3: THEN, from the opposite side of the opponent you slide, which forces them to block low AND on the opposite side to where they were previously. Thus, they’ve had to both change blocking height AND direction. If the slide connects, you get ANOTHER knockdown and can potentially start the loop back at 1.
#3 is helped a lot by the fact that people often try to do a counter attack AFTER the headstomp to catch you and the slide generally catches that.
The thing that ‘makes’ the trick, is the fact that the slide has different recovery depending on the distance you do it from. Hence, people generally attempt to counter-attack AFTER it’s been blocked, however, if you do the slide from it’s maximum range, you actually recover before the opposing character, something you’d only really know if you played the character, and definitely not know with little experience against Bison, and if you were getting destroyed by stomp-slides (which DO take off large chunks of health)
Assuming they learn to block the stomp/slide crossup, LET them start a block string on you or throw out an attack after your slide, block that a few times, REWARD their behaviour by letting them out of the offensive situation. Then, when there’s a clear pattern that they ARE attempting to counter-attack after a safe slide, Take it to Wisconsin.
Change the rules, react in a different way and punish their followup with an attack with invincibility or a very fast normal attack. Bison’s EX Psycho Crusher and EX Scissor Kick are both perfect for this as they have invincibility on startup and the charge requirement can be buffered into his slide. Or, if you want to be mega-risky, do his Ultra attack which starts up much slower and is VERY punishable if blocked but also does a craptonne of damage.

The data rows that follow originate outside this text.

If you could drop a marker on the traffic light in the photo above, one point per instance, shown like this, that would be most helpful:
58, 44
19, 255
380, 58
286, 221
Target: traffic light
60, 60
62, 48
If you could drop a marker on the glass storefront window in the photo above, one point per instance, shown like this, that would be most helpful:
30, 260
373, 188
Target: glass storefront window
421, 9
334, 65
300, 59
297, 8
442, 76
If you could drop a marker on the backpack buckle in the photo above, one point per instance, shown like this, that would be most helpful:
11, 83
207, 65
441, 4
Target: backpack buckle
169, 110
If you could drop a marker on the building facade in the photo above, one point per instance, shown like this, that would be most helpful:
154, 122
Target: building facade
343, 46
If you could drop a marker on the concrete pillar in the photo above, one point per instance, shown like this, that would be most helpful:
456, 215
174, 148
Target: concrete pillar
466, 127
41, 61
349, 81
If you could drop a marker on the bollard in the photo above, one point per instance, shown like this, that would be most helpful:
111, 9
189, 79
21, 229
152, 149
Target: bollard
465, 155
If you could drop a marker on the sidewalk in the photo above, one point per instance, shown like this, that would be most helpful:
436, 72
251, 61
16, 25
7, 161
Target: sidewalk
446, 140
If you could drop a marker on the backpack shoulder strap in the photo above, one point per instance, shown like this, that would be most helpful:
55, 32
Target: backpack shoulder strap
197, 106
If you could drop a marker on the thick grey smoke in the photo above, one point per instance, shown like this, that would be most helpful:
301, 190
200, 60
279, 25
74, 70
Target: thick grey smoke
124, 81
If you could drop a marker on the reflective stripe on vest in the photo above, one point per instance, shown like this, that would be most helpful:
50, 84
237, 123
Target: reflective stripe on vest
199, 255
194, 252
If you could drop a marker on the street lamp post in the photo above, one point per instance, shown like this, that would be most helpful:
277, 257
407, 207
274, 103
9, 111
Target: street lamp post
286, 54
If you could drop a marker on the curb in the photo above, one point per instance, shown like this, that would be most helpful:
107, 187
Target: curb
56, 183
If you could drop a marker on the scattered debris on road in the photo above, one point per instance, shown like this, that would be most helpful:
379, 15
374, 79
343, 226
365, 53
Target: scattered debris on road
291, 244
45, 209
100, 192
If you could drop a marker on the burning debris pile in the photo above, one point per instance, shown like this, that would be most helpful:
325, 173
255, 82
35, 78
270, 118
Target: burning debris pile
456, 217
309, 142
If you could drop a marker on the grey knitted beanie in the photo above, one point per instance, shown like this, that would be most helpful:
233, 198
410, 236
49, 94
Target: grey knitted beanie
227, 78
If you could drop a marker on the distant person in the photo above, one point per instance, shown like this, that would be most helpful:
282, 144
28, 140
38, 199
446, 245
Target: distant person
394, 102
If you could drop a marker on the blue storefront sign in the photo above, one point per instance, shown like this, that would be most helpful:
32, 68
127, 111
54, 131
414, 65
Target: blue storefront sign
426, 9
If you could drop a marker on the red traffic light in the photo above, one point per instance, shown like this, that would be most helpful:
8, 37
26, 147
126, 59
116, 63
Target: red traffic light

Or instead of sliding, do the punch follow up, which is safe if blocked and has to be blocked high (and does good damage if it DOES connect). Essentially, you’ve got a million and one options that your opponent may not even comprehend, and that’s JUST off the one move.

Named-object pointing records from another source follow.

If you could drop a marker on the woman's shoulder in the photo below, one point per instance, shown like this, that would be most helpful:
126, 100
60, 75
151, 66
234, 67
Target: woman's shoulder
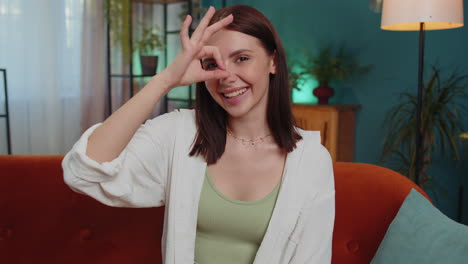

To give a brief-ish Tekken example to kind of show the relative transferability of the concept, Julia Chang, a relatively-boring-character-designed American-Indian chick has a jab string that can end in a mid, a low or a delayed mid.
People generally in Tekken block high due to the fact that launchers that lead to large damage combos GENERALLY come from mid attacks that are unsafe on block. So, abusing that with Julia’s block chain, end it in a low which should catch them, then end it with a low again.

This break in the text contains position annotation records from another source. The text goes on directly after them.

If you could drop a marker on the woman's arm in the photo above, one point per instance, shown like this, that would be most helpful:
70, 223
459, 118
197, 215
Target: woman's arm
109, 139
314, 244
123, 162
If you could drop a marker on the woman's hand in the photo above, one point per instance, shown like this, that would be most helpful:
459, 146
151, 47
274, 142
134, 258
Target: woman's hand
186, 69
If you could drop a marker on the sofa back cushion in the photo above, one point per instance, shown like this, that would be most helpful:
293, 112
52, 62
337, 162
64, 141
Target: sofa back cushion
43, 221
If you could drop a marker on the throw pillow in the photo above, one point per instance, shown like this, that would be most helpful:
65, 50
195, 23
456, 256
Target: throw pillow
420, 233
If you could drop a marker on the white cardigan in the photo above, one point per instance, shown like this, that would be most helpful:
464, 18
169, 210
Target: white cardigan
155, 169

If they block low, start ending it with the mid. They’ll then probably start trying to hit you AFTER the mid followup is used a few times, so change the rules AGAIN and use the delayed-mid which feints the final mid hit, comes out slower and catches counter-attackers. OR you could just do the first hit of the block chain after they’ve been trained to block mid, then attempt to throw them, which will catch a standing opponent, even if they are blocking. If they aren’t expecting it, they probably won’t be able to escape it.
Essentially, you have a move you want to use, they have a counter to it, you have a counter to their counter and it all goes around in circles until you can get back to the original move you want to use. And this is pretty much a giant rehash of this much better article.
Rock-Paper-Scissors-Lizard-Spock, it’s all there is to it, really.